Global Positioning System satellites transmit signals to GPS receivers on the ground. Receivers require a clear view of the sky, so they are used only outdoors and do not perform well in forests or near tall buildings.

Each GPS satellite has an atomic clock and sends a signal stating its location and the exact time. All GPS satellites transmit at the same instant. The signals move at the speed of light and arrive at a GPS receiver at slightly different times because some satellites are further away than others. The distance to the GPS satellites can be calculated by estimating the amount of time it takes for their signals to reach the receiver. When the receiver estimates the distance to at least four GPS satellites, it can calculate its position in latitude, longitude and height.

How GPS Works

Imagine you are somewhere in Canterbury and you are totally lost. You have absolutely no clue where you are. You find a friendly local and ask, "Where am I?" he says, "You are 1.4km from Christchurch’s Cathedral Square”.

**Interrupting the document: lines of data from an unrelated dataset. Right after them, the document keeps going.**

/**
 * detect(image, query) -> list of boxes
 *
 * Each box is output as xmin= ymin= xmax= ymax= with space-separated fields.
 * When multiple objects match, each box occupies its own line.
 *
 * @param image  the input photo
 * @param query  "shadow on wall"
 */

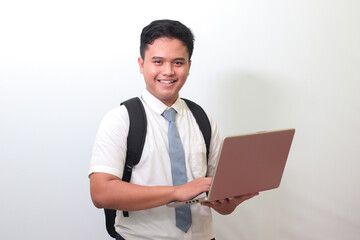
xmin=210 ymin=71 xmax=292 ymax=136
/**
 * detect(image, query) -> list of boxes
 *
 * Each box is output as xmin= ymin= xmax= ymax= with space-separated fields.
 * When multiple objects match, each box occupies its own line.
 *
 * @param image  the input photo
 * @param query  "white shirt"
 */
xmin=89 ymin=89 xmax=221 ymax=240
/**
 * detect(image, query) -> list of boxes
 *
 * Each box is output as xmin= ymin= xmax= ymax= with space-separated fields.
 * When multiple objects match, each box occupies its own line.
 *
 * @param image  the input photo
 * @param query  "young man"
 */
xmin=89 ymin=20 xmax=257 ymax=240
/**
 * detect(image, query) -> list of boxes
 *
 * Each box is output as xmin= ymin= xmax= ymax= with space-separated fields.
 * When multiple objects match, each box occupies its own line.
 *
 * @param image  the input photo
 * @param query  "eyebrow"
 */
xmin=151 ymin=56 xmax=186 ymax=61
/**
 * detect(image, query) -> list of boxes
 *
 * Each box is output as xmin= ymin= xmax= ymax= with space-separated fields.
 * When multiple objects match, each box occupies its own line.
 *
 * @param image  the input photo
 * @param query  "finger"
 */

That is good hard evidence but it means you could be anywhere on a 9km circle around Cathedral Square.

 
You ask someone else where you are and she says “you are 5.3km from Darfield”.

Now you're getting somewhere. If you combine this information with the Cathedral Square information, you have two circles that intersect. You now know that you must be at one of these two intersection points, if you are 1.4km from Cathedral Square and 5.3km from Darfield.

A third person tells you that you are 3.2km from Rangiora.

You can now eliminate one of the possibilities, because the third circle will only intersect with one of these points. You now know exactly where you are: Christchurch International Airport.

Each of the three circles represents the signals received from GPS satellites. The main difference is that rather than measuring to three known locations on the surface of the Earth, you are measuring to the known location of three GPS satellites.

A fourth signal is used to synchronize the low accuracy clock in the GPS receiver with the high accuracy atomic clocks in the satellites.

To get the best accuracy, surveyors use two GPS receivers to measure the distance between two points. One of the GPS receivers is set up on a point with a known position. This allows the surveyor to calculate the position of the second point.

Uses of GPS

GPS has many uses, for example;

• Clock synchronization: The GPS time signals use highly accurate atomic clocks. This technology can be used for things like automatic updates of daylight saving times on cell phones.
• Disaster relief and emergency services: Depend upon GPS for location.
• Tracking a vehicle, person, pet or aircraft: Receivers provide continuous tracking and can provide an alert if the receiver leaves a set area. Pets can be chipped so they can be found if they become lost.
• Navigation: eg Navman. The device uses voice activation to describe a preferred route based on the position of the receiver, the position of the destination and a street map.

There are many other uses for GPS: can you think of more examples?